(By Ann Patchett, Parade Magazine, 12 April 2014)
As we celebrate National Library Week, Ann
Patchett reflects on the modest spaces where she discovered a passion for
reading. Her essay is excerpted from The Public Library by Robert Dawson—a photo survey of these
vital institutions across the country.
Had I grown up down the street from the
New York Public Library, I might have thought that libraries were defined by
the size of their lions. If some of my earliest memories had been of Harvard’s
Widener Library, I could have believed that sweeping murals by John Singer
Sargent were baseline. But I attended a small Catholic girls’ school in
Nashville, where our tiny library consisted of two rows of bookshelves, one on
either side of the short hall between the classrooms and the nuns’ dining room.
At the end of the bookshelves, Joanne Baily sat at a small table. Mrs. Baily
was a mother who volunteered to help children find the book they might not know
they were looking for.
Just about the time I read Betty Smith’s A
Tree Grows in Brooklyn, I advanced to the upper school across the parking
lot. The library there was a big step up. The books were kept in their own
small room. I remember wanting to check out Robert Nathan’s Portrait of Jennie
because it looked romantic, but at the circulation desk I was denied. Sister
Bonaventure, taking a long look at the cover (a painting of a girl looking
vaguely pensive), deemed the book inappropriate. I went back for another novel,
and then another, and every time was instructed to reshelve my selection. I
finally decided that Sister Bonaventure did not approve of fiction. Testing my
theory, I brought several books of poetry to the checkout and sailed through.
That was how I came to start reading T.S. Eliot and W.B. Yeats and Sylvia Plath
in seventh grade.
So while I went on in life to be deeply
impressed by the Philadelphia Free Library and the Los Angeles County Public
Library and our own stunning Nashville Public Library, my idea of what a
library is remains simple: a collection of books, however many or few, that are
loaned out and gathered back.
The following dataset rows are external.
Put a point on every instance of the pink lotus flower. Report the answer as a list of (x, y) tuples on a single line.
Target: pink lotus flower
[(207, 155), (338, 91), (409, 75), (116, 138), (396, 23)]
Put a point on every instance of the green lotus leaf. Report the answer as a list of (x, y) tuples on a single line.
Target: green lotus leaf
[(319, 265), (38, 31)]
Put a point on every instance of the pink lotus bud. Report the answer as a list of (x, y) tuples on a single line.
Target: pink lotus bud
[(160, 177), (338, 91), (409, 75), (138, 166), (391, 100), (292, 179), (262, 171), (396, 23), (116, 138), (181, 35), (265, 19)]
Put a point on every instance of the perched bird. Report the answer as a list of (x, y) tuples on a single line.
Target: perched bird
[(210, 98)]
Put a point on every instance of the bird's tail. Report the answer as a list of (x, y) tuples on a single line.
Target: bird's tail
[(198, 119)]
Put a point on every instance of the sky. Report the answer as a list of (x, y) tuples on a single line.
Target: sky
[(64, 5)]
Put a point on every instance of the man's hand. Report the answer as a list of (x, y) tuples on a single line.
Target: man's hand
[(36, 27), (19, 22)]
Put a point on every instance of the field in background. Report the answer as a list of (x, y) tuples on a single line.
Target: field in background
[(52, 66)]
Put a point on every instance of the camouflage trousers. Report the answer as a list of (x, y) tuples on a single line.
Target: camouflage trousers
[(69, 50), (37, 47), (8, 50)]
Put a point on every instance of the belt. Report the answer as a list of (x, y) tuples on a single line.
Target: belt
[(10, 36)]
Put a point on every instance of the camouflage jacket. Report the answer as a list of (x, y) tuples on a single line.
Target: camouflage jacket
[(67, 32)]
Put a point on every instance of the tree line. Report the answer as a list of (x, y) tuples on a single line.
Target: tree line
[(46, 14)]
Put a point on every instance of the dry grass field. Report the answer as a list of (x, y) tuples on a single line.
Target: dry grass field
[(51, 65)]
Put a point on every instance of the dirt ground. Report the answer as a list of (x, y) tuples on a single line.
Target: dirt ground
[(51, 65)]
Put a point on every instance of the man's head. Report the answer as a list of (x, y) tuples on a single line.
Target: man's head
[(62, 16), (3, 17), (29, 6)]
We may
never have full equality in our legal system, or our schools, but in our
libraries there is parity: All are welcome, all books are free, and, if you can
wait a little while, all books are available.
These days, with the advent of the interlibrary loan system, that
includes just about any book you might want. The one-room structure in rural
Kansas is as rich in books as the aforementioned Widener.
Of course, my book-centric view of
libraries could easily be seen as dated. Libraries have considerably more than
books to manage these days. So why, in a time when libraries also serve as
computer centers, senior centers, teen centers, classrooms, and homeless
shelters, is there so much speculation that they’ve become irrelevant? In 1897 Mark Twain wrote a note to a friend
that read, “James Ross Clemens, a cousin of mine, was seriously ill two or
three weeks ago in London, but is well now. The report of my illness grew out
of his illness; the report of my death was an exaggeration.” Like James Ross Clemens, the book industry
has endured a serious illness. The advent of ebooks caused a great deal of
panic. But books, ever tenacious, have made a strong recovery. It is my belief
that the publishing industry’s illness brought about the notion that libraries
were on their last leg. Libraries, like Twain himself, had never been sick in
the first place.
So, if you are fortunate enough to buy
your own books, and you have your own computer, and you’re not in search of a
story hour for your kids, then don’t forget about the members of your community
who perhaps lack your resources—the ones who love to read, who long to learn,
who need a place to sit and think. Make sure you remember to support their
quest for a better life. That’s what a library promises us, after all: A better
life. And that’s what libraries have delivered.